Why no extractor: The format is undocumented and fully opaque. No metadata can be extracted without reverse-engineering the compression and serialization format. The file count is relatively low (1,714).
What Atlas records: Hash, path, name, file size, modification time.
Index Files (.ndx) — 937 files
What it is: Index/lookup table files used internally by sample libraries for fast access. Likely spectral analysis or amplitude envelope data.
Internal structure: Fixed header with a version marker (31 2e 0f a5), followed by large arrays of 32-bit IEEE 754 floating point values.
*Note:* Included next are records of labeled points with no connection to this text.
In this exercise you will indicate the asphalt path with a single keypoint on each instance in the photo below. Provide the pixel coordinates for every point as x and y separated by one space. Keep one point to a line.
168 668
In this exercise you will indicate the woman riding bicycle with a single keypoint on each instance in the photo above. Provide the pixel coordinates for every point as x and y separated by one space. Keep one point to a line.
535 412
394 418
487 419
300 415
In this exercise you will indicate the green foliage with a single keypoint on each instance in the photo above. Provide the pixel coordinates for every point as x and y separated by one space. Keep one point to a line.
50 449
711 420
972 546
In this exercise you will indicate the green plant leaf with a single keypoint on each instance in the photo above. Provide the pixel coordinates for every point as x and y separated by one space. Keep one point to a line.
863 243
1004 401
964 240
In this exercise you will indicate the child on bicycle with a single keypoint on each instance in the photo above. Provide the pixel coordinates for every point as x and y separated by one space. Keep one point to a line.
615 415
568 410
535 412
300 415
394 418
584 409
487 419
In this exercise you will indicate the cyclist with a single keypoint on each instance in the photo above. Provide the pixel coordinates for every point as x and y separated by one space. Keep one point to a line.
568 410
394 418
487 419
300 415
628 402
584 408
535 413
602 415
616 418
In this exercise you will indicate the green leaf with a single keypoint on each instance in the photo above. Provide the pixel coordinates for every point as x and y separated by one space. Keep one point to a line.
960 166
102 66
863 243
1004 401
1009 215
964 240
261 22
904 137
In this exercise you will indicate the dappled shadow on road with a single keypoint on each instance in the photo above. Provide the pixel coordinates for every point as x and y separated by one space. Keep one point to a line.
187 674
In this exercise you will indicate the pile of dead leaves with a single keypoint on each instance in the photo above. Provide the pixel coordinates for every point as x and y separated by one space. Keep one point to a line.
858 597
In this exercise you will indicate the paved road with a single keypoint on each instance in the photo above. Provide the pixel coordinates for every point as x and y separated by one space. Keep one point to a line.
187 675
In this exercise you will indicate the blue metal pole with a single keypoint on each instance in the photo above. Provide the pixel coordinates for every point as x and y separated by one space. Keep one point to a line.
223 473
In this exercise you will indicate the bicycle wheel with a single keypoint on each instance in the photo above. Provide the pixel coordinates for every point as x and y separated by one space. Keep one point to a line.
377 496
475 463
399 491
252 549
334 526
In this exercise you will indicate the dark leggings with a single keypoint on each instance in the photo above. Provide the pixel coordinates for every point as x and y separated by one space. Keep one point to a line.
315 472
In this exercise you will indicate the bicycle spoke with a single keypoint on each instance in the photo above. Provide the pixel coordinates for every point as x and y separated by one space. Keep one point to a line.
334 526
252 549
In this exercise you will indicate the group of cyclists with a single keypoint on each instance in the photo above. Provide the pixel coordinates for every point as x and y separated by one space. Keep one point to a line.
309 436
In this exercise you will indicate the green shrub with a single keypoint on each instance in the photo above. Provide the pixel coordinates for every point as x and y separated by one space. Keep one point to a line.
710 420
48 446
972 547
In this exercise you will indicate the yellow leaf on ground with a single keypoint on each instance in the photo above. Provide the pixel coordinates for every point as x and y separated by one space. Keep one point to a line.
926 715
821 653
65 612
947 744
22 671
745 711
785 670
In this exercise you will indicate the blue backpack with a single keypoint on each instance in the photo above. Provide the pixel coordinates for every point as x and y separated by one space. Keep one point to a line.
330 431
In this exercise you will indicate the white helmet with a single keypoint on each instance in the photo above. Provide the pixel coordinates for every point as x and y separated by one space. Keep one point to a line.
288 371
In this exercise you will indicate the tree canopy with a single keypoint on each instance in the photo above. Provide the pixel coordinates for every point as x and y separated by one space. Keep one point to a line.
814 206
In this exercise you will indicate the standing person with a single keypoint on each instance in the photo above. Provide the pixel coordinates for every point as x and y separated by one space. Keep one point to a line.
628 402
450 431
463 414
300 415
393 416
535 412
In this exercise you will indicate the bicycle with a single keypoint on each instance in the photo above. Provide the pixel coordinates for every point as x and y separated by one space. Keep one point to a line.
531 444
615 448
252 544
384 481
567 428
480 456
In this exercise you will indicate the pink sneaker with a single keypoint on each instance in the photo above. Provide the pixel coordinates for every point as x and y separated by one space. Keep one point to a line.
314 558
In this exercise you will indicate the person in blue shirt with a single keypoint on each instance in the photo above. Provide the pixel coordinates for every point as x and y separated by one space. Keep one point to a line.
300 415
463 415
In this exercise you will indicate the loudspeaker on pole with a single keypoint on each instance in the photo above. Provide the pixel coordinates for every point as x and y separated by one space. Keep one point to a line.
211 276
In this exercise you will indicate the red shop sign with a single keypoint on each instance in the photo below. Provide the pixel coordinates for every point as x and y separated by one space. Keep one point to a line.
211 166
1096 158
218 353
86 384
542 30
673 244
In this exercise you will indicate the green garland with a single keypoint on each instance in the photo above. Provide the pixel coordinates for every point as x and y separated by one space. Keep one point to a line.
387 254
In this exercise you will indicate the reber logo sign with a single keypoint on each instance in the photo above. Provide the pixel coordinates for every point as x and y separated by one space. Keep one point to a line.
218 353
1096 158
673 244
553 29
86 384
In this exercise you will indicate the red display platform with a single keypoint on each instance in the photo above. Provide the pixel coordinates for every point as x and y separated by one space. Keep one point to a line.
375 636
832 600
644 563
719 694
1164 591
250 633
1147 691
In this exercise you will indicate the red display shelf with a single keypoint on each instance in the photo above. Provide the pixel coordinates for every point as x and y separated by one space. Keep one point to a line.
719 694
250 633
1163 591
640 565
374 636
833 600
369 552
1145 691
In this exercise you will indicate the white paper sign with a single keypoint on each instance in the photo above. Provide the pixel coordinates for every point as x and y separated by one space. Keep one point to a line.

All files are exactly 51,324 bytes — a fixed-size lookup table.
What we found: Pure numeric data — floating point arrays with values in typical audio ranges (-1.0 to 1.0, with some values extending to 4.0+). No text content, no metadata, no file references. The fixed file size and floating point data suggest these are pre-computed analysis tables (possibly FFT bins, amplitude envelopes, or impulse response data).
Why no extractor: Internal optimization data with no lineage value. These are pre-computed lookup tables generated during library installation, not user-authored content.
What Atlas records: Hash, path, name, file size, modification time.
Other Low-Count Formats
The following formats appear in small quantities and are tracked hash-only:
| Extension | Count | Description |
|---|---|---|
.bwclip | 866 | Bitwig clip launcher clips — serialized clip state |
.nkr | 404 | Kontakt resource containers — UI resources for instruments |
.rtf | 1,775 | Rich Text Format — license agreements and documentation |
.pdf | ~500 | PDF documents — user manuals and installation guides |
.png | ~490 | Images — library artwork and UI graphics |
.DS_Store | ~446 | macOS Finder metadata — filesystem noise |
.nicnt | 248 | NI content registration — has a dedicated extractor |
.asd | ~129 | Ableton Live analysis files — warp markers and transient data |
.url | ~19 | Windows URL shortcuts — links to vendor websites |
These formats are either documentation/noise (rtf, pdf, png, DS_Store, url), proprietary binary with no extractable metadata (bwclip, nkr, asd), or already have extractors (nicnt).
What Atlas records for all: Hash, path, name, file size, modification time.